Now, how do we know they were extinct? Because “everyone knows” that Old World animals were introduced by the Europeans. And how do they know that? Because the Spaniards did not find such animals when they arrived in the 16th century. Of course the fact that the early Spanish only occupied a fraction of the land area of Central and South America, and none knew how to find and type ancient remains—nor were they looking for them and usually determining anything out of the ordinary the result of the Devil and indigenous devil-worship and was destroyed—and the conquistadores were only looking for gold and riches and intent on killing anyone who stood in their way. All of this just might have hampered the type of research of ancient finds and their validity that would have been possible in identifying what might have existed in recent times in the lands they conquered.
Yet, all of this is after the fact. The important issue about finding the actual Land of Promise is to start out with all the descriptions given us by Nephi about where he went. As an example, Nephi tells us that he built a ship in an area somewhere along the south Arabian coast (a result of his directional and descriptive travels). He also tells us that he built his ship unlike any ship built by man (1 Nephi 18:2).
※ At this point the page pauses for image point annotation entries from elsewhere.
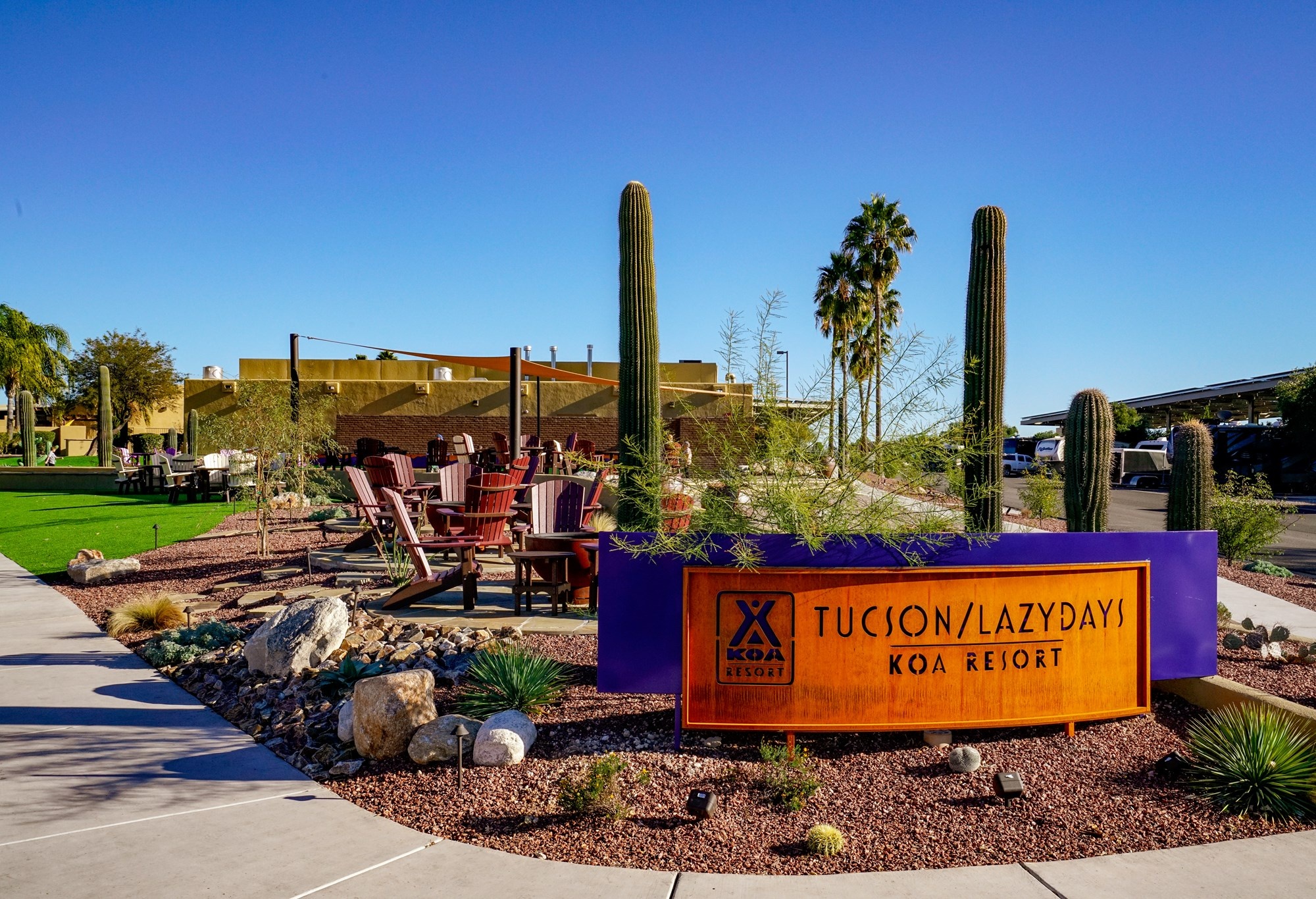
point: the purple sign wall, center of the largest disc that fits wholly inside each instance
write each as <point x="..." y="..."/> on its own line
<point x="640" y="604"/>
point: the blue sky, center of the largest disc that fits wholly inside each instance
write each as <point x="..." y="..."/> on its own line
<point x="447" y="177"/>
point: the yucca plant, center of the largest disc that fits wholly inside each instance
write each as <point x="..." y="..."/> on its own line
<point x="342" y="681"/>
<point x="152" y="613"/>
<point x="1252" y="760"/>
<point x="511" y="679"/>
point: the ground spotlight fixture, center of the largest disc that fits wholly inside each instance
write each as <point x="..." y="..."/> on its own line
<point x="702" y="804"/>
<point x="1010" y="785"/>
<point x="1172" y="765"/>
<point x="460" y="732"/>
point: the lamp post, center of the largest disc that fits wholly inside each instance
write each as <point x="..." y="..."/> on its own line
<point x="460" y="732"/>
Now, if you are going to build a ship unlike any other ship of the day then you are probably looking at sailing in an area that was not common for the day since men had been building satisfactory ships for centuries before Lehi. And since men had been plying coastal waters and trade routes for centuries before Lehi in the area leading toward Indonesia from Arabia, we might understand that wherever Lehi sailed, it was not where others had been, especially in light of keeping their destination and land hidden from other nations. So how do you figure where they went?
Well, Nephi tells us clearly and simply. He said that his ship “was driven forth before the wind to the promised land” (1 Nephi 18:8).
So what does that tell us? It obviously tells us we need to find out where the winds blew and the currents moved from the area of the southern Arabian coast in the sea they called Irreantum and would be the Arabian Sea.
We also need to understand that in 600 B.C. and for more than a thousand years afterward, sailing ships went where the currents and winds took them. For the centuries A.D., seamen studied the winds and currents over their lifetimes to find the way to get from one place to another. Even in the 15th century, the famed Portuguese sailors were just beginning to understand how to get around the tip of Africa against the winds and currents.
Therefore, understanding that Nephi, his brothers, the sons of Ishmael and those with them were not seamen or mariners, and that they launched their ship into the Arabian Sea, we only have to know where those currents would have taken his ship as it sailed out into deep water.